Maura Camosse ’00 is in the master’s program in land resources at the University of Wisconsin, Madison. Her thesis looks at the land-redistribution process that has been going on in South Africa since the end of apartheid. The Bardwell Memorial Fellowship will enable Camosse to travel to South Africa. “I spent a year in South Africa as an undergraduate at MHC and I am very excited that I get to go back,” wrote Camosse.

Choreographer Rain Ross ’00 will use her 1905 Fellowship to support the continued growth and development of her Seattle and Bainbridge Island, Washington, dance company, Lehua Dance Theatre.

Anya Jette Christiansen ’01 will use the Bardwell Memorial Fellowship to further her work in international human rights, advocacy, and scholarship.

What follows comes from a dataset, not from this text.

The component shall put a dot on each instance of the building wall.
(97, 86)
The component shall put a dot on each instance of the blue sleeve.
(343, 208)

In October, Leigh T. Denault ’01 will enter the Ph.D. program in history at the University of Cambridge. The Frances Mary Hazen Fellowship will support her studies there, which will focus on perceptions of home and society in eighteenth- and nineteenth-century British India.

For Sophia T. Ghebremicael ’01, the Dr. Mary P. Dole Medical Fellowship will support studies in osteopathic medicine at Western University of Health Sciences in Pomona, California.

The Bardwell Fellowship will be supporting the work of Marielle Lauren Amrhein ’03 and Christiana Lee Axelsen ’03 in contemporary dance choreography, performance, and production, as well as using art as a mode for building community. The project will take place in Seattle, Washington, and San Francisco, California. The two, along with other Five College Dance alumnae, hope to start a dance collective that regularly does projects such as this.

Indika Senanayake ’03 will use the funds from the Bardwell Memorial Fellowship and the 1905 Fellowship to support her studies at Columbia University, School of the Arts, as she works toward an M.F.A. in acting. Senanayake hopes to apply these skills, she wrote, “in a variety of cultural contexts, initiating, facilitating and participating in performance that enables transformation for individuals and communities.”

One of two seniors to receive an Alumnae Association Fellowship, Kim Cameron-Dominguez FP ’04 will use her Bardwell Memorial Fellowship to support her graduate studies in anthropology at the University of California, Santa Cruz. Cameron-Dominguez will be focusing on Afro-Caribbean cultures.

Jennifer A. Mehaffey FP ’04 will be attending law school this fall with the help of the Mary E. Woolley Fellowship. Mehaffey plans to use her first year in law school to explore a variety of fields, including public interest law and maritime law. She has been accepted to several law schools and is on the “preferred wait-list” for the College of William and Mary Marshall Wythe School of Law in Williamsburg, Virginia.